O seguinte, de número dezessete, não se abriu, não folheou e nem mostrou alguma cena para a Sara observadora. Curiosa, caminhou até ele e o abriu com as próprias mãos, tendo que colocar toda sua força devido o tamanho descomunal da capa e das folhas. Na primeira folha, no lugar de serem douradas, as letras eram acinzentadas, fixas, mas que mesmo assim Sara não conseguia ler. Virou mais e mais folhas, mas todas estavam do mesmo jeito. Não havia lembranças, não conseguia ler o que havia escrito e quando forçava os olhos e a mente para compreender algo, as letras sumiam e só restavam páginas e mais páginas em branco.

Seguiu para os outros volumes, sentindo uma sensação opressora no peito, um sentimento de erro, de falta, e, assim como o dezesseis, os demais a partir dele estavam do mesmo jeito. Letras acinzentadas que sumiam quando se forçava a lê-los. Reparou que os números e o nome na capa também tinham coloração diferente das anteriores, estavam acinzentados, quase apagados.

Angustiada, virando mais e mais páginas do volume vinte, cujas palavras desapareciam assim que as olhava, assustou-se quando as luzes piscaram e um eco aterrorizante reverberou pelo corredor.

— Dentro destas páginas só há palavras que doem e sangram.

Foi quando a viu, em pé em frente ao último volume no corredor, sua mão pousada no meio do grande número vinte e sete. Aquele volume, diferente dos demais, tinha a numeração em vermelho e o sobrenome estava apagado. Não conseguia ver o rosto da mulher, tanto por causa da distância quanto por ela estar voltada para o número. Mas conseguia perceber que usava um vestido vermelho na altura dos joelhos, os pés descalços, o cabelo uma massa de desordenados fios acobreados.

— O livro do amor é como um jogo cruel. Você o ganha apenas para perder. — A voz triste e chorosa ecoava pelos corredores, causando um frio em sua espinha. — Perco meu tempo vendo os dias passarem, me sentindo insignificante, esperando que pense em mim, que diga que me ama.

A mulher caiu de joelhos no chão, às mãos no rosto, lágrimas pingando em seu vestido.

O choro aumentou de intensidade, perturbando Sara.

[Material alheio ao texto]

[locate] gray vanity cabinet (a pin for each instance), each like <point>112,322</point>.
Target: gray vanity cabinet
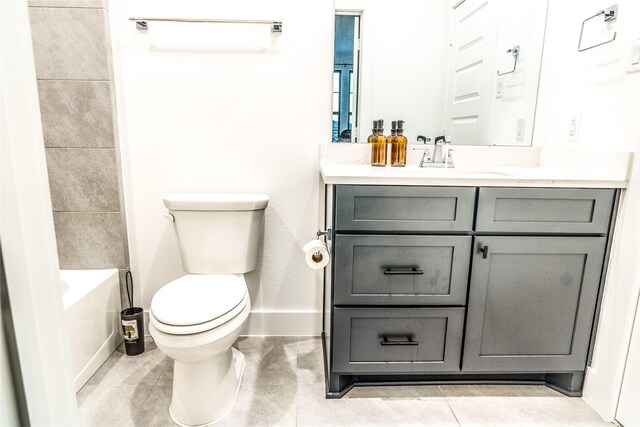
<point>464,284</point>
<point>531,303</point>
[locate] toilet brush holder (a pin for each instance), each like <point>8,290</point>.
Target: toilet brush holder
<point>133,330</point>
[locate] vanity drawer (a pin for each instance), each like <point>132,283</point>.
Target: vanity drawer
<point>544,210</point>
<point>397,340</point>
<point>402,208</point>
<point>401,270</point>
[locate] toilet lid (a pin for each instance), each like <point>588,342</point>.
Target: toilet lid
<point>198,298</point>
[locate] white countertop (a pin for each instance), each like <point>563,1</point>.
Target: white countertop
<point>474,176</point>
<point>482,166</point>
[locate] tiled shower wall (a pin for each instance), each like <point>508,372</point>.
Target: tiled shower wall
<point>71,50</point>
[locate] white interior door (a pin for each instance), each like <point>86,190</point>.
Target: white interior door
<point>471,72</point>
<point>629,404</point>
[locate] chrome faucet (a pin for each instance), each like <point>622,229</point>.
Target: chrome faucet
<point>440,156</point>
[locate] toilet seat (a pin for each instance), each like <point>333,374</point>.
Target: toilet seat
<point>196,303</point>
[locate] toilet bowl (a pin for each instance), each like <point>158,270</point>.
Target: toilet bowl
<point>207,370</point>
<point>196,318</point>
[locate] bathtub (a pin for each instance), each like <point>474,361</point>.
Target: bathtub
<point>92,313</point>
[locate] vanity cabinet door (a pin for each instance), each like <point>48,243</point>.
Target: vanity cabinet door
<point>398,208</point>
<point>401,270</point>
<point>531,303</point>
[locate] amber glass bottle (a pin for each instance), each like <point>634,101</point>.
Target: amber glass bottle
<point>393,132</point>
<point>399,147</point>
<point>379,146</point>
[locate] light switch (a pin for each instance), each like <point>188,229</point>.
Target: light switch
<point>520,125</point>
<point>500,87</point>
<point>634,57</point>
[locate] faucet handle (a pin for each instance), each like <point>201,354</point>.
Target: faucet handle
<point>448,157</point>
<point>444,139</point>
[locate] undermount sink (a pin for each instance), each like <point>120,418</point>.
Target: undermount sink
<point>482,171</point>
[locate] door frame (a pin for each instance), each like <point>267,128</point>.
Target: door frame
<point>27,234</point>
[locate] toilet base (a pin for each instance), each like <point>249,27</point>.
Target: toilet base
<point>205,392</point>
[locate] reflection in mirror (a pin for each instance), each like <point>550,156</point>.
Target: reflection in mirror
<point>464,68</point>
<point>345,77</point>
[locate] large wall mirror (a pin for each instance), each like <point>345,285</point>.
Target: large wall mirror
<point>464,68</point>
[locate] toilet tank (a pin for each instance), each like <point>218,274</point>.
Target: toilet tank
<point>218,233</point>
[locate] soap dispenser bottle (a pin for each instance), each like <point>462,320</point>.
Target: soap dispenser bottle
<point>394,125</point>
<point>379,146</point>
<point>399,146</point>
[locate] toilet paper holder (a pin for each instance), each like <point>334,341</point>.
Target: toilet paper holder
<point>326,233</point>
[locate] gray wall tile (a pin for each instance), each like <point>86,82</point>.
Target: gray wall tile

Quis se aproximar, mas sentiu as pernas pesadas e os pés presos no chão. Abriu a boca, querendo consolar, perguntar o que abatia a mulher de vermelho, mas nenhuma palavra passava por sua garganta.

A mulher ergueu os olhos, dois brilhantes círculos verdes, voltados para Sara, a face retorcida de dor e ódio flamejante.

— Se eu pudesse, passaria uma borracha nos últimos anos e te apagaria para sempre do meu coração.

Aquelas palavras atingiram Sara como socos por todo seu corpo, empurrando-a para trás com força descomunal, golpeando violentamente sua cabeça. Sua vista escureceu e tudo ao redor sumiu, mas ainda conseguia ouvir o choro doloroso da mulher de vermelho misturado com um ruído agudo.

~*~

Um ruído irritante e insistente se infiltrou em seus ouvidos, alastrando-se, latejante e dolorosamente, da raiz dos cabelos até às sobrancelhas. Forçou as pálpebras a se abrirem. Uma fresta foi o suficiente para gemer, a luz aumentando a dor por cada centímetro de sua cabeça, e fazê-la cerrar os olhos com um gemido trêmulo.

Confusa, com uma sensação pastosa na língua, braços e pernas pesando como chumbo, Sara insistiu e, piscando para se adaptar a claridade, conseguiu ver o que a cercava. E não reconheceu nada.

Tentou se mover, mas, além de pesarem, seus braços tinham fios, agulhas, gazes e tanto aparato que teve medo do que aconteceria se os desconecta-se sem ajuda.

— Onde estou...? — perguntou, a voz saindo esganiçada, a garganta seca e cortante.

A falta de resposta a desesperou, assim como as dores por todo seu corpo.